I am often asked at what point do I start speaking and when do I consider myself at a conversational level. To some extent you can start at any time. However, the results will vary depending on your degree of preparation.
a limited vocabulary, but you happen to spend two weeks in Mexico, you may be able to say certain things. You may be able to go to a restaurant and between pointing, gesturing and saying things, you’ll be able to order. You may even do better than that. How well you do will depend on your degree of preparation.
Unless you have prepared yourself, with a lot of listening and reading, you may have trouble understanding much of what is said. When you go back home, it may seem that you have lost whatever conversational ability you had. If you had been better prepared you would not only have been able to participate in more meaningful conversations while in the country, but you would probably have been able to retain more after your return home.
I remember quite a few years ago I spent a few months time trying to learn Portuguese, using the usual starter books that are sold in bookstores. Then I went to Portugal and found it very difficult to have any meaningful conversations with Portuguese people. I couldn’t follow what the Portuguese were saying. Besides that, they spoke English much better than I spoke Portuguese, so they just switched to English in many cases, or else I just gave up.
Then, a few years later, I put in an additional three months of study of Portuguese, more systematically. I didn’t just read and listen to phrases or study the grammar. I listened daily to interesting content, which I also read. By that time we had better content in our Portuguese library at LingQ, which I devoured. I also found some great Portuguese podcasts that I listened to for hours.
The next time I went to Portugal I could converse, albeit with difficulty, and on quite a wide variety of topics. What was more important, I could understand what people were saying. The people I spoke to continued to speak to me in Portuguese and didn’t automatically switch to English as they had done before. This visit became a milestone in my acquisition of the Portuguese language, which I continue to enjoy, listening, reading and speaking.
That depends on your situation, opportunity, need and tolerance for uncertainty. A conversation is an opportunity for meaningful input, as you listen to your speaking partner. However, the range of words you will acquire from speaking to someone when your level in the language is low is in turn, quite limited. Your counterpart has to adjust to your level. So even if you have the chance to engage with people in the language at an early stage in the language, I would still recommend staying with a program of deliberate listening and reading. The focus should remain on input.

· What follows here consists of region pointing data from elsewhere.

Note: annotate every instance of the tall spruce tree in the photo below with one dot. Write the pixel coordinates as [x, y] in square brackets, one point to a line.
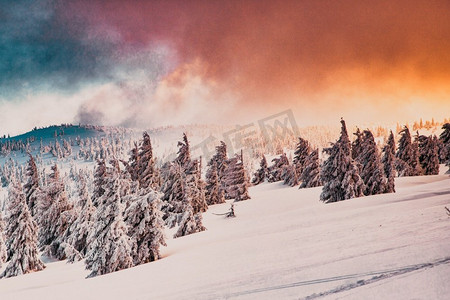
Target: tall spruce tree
[3, 251]
[184, 153]
[55, 216]
[236, 179]
[262, 174]
[388, 160]
[99, 181]
[147, 173]
[277, 168]
[220, 158]
[110, 247]
[407, 155]
[145, 226]
[302, 150]
[214, 192]
[31, 187]
[357, 144]
[371, 173]
[339, 173]
[444, 137]
[174, 194]
[83, 224]
[311, 171]
[428, 155]
[195, 187]
[21, 232]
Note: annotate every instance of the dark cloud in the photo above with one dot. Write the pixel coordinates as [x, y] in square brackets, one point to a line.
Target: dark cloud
[39, 48]
[270, 50]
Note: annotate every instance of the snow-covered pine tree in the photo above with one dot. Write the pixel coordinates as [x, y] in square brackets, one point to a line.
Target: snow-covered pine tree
[371, 172]
[174, 193]
[356, 145]
[55, 216]
[133, 163]
[3, 252]
[214, 192]
[444, 137]
[407, 155]
[184, 154]
[110, 247]
[220, 158]
[195, 187]
[311, 171]
[21, 232]
[276, 169]
[145, 226]
[190, 223]
[339, 173]
[302, 151]
[236, 179]
[262, 174]
[147, 174]
[31, 188]
[99, 181]
[428, 155]
[388, 161]
[80, 229]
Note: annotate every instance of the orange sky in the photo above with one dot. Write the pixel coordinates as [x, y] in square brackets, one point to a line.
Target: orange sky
[377, 61]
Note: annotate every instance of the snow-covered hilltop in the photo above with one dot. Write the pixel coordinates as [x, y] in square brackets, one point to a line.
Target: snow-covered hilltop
[243, 217]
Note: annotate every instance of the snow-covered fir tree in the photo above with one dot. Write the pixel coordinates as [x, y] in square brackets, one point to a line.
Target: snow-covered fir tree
[236, 179]
[311, 171]
[262, 174]
[428, 155]
[133, 163]
[31, 187]
[99, 181]
[147, 173]
[407, 155]
[277, 167]
[289, 175]
[145, 226]
[184, 153]
[3, 252]
[55, 216]
[77, 235]
[21, 232]
[195, 187]
[444, 137]
[339, 173]
[220, 158]
[174, 194]
[302, 150]
[214, 193]
[371, 169]
[110, 247]
[357, 144]
[388, 161]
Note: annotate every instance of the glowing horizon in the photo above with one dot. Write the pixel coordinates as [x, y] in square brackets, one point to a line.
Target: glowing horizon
[153, 63]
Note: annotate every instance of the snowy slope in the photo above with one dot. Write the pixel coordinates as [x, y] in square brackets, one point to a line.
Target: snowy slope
[285, 244]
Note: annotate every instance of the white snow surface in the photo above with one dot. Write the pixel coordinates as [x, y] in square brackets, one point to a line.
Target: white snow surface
[285, 244]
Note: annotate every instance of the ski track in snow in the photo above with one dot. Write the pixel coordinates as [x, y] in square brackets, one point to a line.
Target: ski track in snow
[377, 276]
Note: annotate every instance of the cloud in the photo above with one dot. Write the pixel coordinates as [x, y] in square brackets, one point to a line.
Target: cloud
[40, 49]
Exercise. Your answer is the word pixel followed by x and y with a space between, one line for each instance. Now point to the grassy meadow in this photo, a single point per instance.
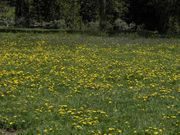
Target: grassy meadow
pixel 73 84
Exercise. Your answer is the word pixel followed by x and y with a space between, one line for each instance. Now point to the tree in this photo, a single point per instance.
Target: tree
pixel 22 10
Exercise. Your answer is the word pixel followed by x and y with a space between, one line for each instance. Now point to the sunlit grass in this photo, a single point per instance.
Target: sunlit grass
pixel 68 84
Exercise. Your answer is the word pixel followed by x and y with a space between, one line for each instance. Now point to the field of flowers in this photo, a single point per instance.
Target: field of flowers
pixel 74 85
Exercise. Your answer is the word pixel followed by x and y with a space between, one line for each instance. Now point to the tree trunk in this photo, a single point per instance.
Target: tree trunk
pixel 102 14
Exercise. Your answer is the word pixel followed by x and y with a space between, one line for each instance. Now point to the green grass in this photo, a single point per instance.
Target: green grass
pixel 64 84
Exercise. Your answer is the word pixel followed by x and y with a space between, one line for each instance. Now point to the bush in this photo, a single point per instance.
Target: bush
pixel 120 25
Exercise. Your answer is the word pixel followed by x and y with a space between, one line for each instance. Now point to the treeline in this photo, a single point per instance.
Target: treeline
pixel 105 15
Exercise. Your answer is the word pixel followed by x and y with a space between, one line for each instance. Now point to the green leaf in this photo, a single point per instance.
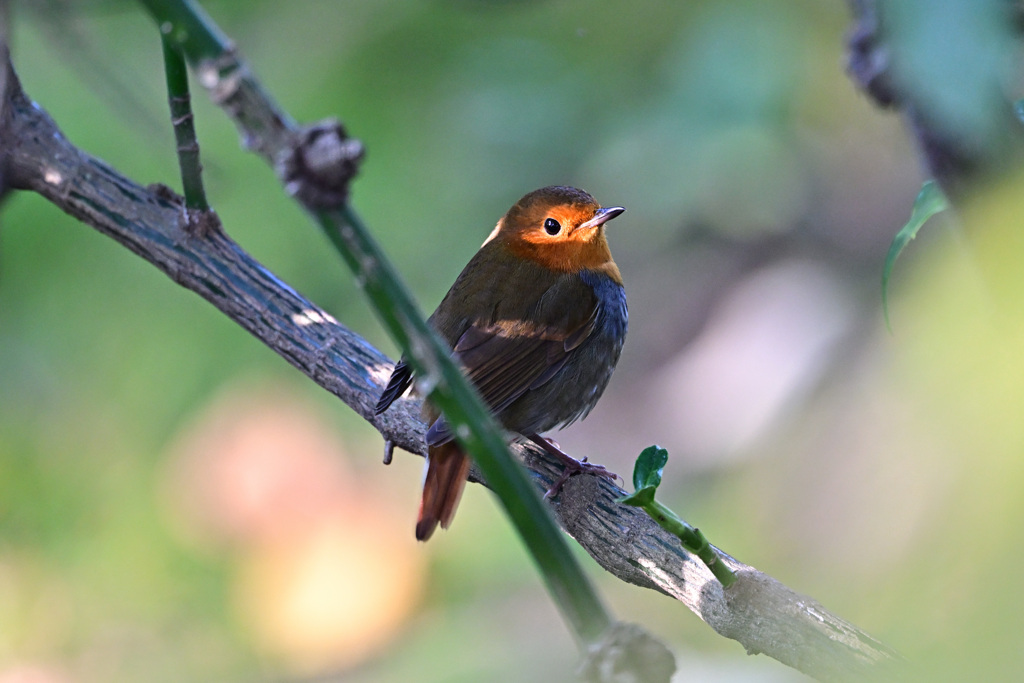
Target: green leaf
pixel 930 202
pixel 647 471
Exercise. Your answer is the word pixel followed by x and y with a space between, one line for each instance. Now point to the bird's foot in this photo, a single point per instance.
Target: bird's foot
pixel 571 465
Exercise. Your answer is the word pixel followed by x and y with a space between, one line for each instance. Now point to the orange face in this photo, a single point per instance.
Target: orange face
pixel 561 228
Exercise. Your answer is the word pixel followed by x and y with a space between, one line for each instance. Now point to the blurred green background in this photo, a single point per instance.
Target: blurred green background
pixel 176 503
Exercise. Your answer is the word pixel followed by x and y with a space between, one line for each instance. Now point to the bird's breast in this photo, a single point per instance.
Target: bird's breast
pixel 571 393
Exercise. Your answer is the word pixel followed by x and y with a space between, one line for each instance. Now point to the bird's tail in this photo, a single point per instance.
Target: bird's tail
pixel 448 468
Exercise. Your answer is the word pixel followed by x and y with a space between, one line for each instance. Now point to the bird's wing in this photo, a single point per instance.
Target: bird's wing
pixel 504 360
pixel 401 377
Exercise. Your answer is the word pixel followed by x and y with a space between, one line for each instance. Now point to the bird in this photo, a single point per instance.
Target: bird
pixel 537 321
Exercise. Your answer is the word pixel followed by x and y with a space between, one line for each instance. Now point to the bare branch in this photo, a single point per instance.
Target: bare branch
pixel 758 611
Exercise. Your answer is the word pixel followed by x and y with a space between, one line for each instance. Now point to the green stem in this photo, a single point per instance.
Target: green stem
pixel 201 41
pixel 184 126
pixel 692 540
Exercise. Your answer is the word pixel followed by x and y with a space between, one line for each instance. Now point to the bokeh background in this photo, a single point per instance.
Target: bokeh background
pixel 177 503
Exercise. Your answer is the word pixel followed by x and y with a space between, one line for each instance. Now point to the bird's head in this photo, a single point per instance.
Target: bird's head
pixel 559 227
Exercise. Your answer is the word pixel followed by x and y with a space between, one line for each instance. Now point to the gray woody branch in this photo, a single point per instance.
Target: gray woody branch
pixel 758 611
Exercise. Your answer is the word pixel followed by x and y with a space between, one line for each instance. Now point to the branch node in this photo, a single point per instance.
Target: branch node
pixel 320 163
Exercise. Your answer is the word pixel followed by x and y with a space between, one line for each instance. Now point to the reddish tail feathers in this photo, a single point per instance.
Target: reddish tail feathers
pixel 448 468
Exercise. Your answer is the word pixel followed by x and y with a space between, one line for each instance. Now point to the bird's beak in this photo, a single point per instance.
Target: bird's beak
pixel 602 216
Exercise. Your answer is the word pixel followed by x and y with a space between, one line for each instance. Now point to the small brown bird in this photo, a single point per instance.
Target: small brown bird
pixel 537 319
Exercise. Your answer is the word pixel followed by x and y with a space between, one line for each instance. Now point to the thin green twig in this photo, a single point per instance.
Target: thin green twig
pixel 203 44
pixel 184 126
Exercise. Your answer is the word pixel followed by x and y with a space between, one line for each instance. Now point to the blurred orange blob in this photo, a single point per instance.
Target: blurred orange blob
pixel 308 599
pixel 327 571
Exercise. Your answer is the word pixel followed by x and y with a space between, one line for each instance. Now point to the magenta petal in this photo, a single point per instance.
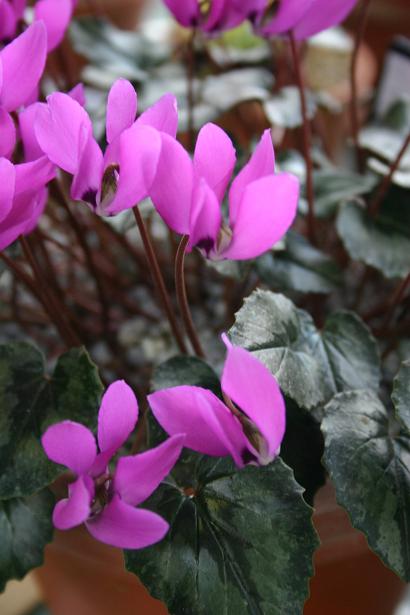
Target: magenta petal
pixel 171 191
pixel 7 183
pixel 117 416
pixel 214 158
pixel 137 476
pixel 75 509
pixel 255 391
pixel 261 163
pixel 63 130
pixel 206 218
pixel 138 152
pixel 56 16
pixel 322 14
pixel 266 212
pixel 8 134
pixel 163 115
pixel 208 425
pixel 23 63
pixel 121 108
pixel 186 12
pixel 123 526
pixel 70 444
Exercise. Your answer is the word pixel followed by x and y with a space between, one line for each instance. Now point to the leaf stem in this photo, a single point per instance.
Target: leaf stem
pixel 307 140
pixel 183 298
pixel 159 280
pixel 376 202
pixel 354 106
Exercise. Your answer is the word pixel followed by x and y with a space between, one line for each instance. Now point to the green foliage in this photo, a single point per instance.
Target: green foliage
pixel 310 365
pixel 368 457
pixel 239 542
pixel 30 401
pixel 25 529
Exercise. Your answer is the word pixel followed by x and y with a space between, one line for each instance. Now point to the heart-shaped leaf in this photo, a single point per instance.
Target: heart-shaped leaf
pixel 368 456
pixel 310 365
pixel 240 543
pixel 30 401
pixel 25 529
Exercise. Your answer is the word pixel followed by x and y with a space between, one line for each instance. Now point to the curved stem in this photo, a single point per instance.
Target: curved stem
pixel 159 280
pixel 183 299
pixel 385 185
pixel 354 107
pixel 307 141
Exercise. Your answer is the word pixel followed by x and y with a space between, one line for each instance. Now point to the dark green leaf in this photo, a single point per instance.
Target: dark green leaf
pixel 30 401
pixel 243 544
pixel 383 243
pixel 311 366
pixel 368 458
pixel 25 529
pixel 299 267
pixel 401 394
pixel 333 187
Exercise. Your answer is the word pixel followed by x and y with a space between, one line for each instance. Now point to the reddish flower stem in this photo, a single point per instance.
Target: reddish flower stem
pixel 376 202
pixel 307 140
pixel 159 280
pixel 354 106
pixel 183 298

To speak well, we eventually need to speak a lot. However, how much to speak at what stage of our language learning journey depends on our needs, opportunities and inclinations. When we start won’t influence our ultimate success in the language, as long as we eventually get enough opportunity to speak.
How much deliberate input learning is required? If I know Spanish and I want to be comfortably conversational in Portuguese and have an hour a day to spend, then I think six months is enough. If I have more than an hour, maybe two or three hours a day, I could reduce that down to two or three months. That is in the case of going from Spanish to Portuguese. Obviously the more similar the new language is to a language you already know, the less time it will take.
For example, it took me years to achieve the same level of comfort in Russian, based on an hour a day of listening and reading. After Russian, Czech took less than a year, and thereafter, Ukrainian and Polish took even less time.
Conversation is by definition two-way. It’s not just about you saying something and then being lost when the person replies. Conversation implies a more or less balanced exchange, where the other person doesn’t have to make too many allowances for you, and where you don’t give the impression of not understanding.
The most important goal of language learning, therefore, has to be to understand. I can stumble and have trouble expressing myself, and not find words. It doesn’t matter. If I can understand what is being said, then my speaking ability will eventually develop.
As to when to take the plunge and start talking, it is really up to you. You can do so at anytime. Your conversational ability will reflect the preparation work you have put it. Regardless of your level, unless you continue to focus your efforts on input, your vocabulary will remain stagnant, and your ability to understand won’t progress. Therefore, even if your goal is just to get to a conversational level, I would keep active in listening and reading. At least that has always been my strategy.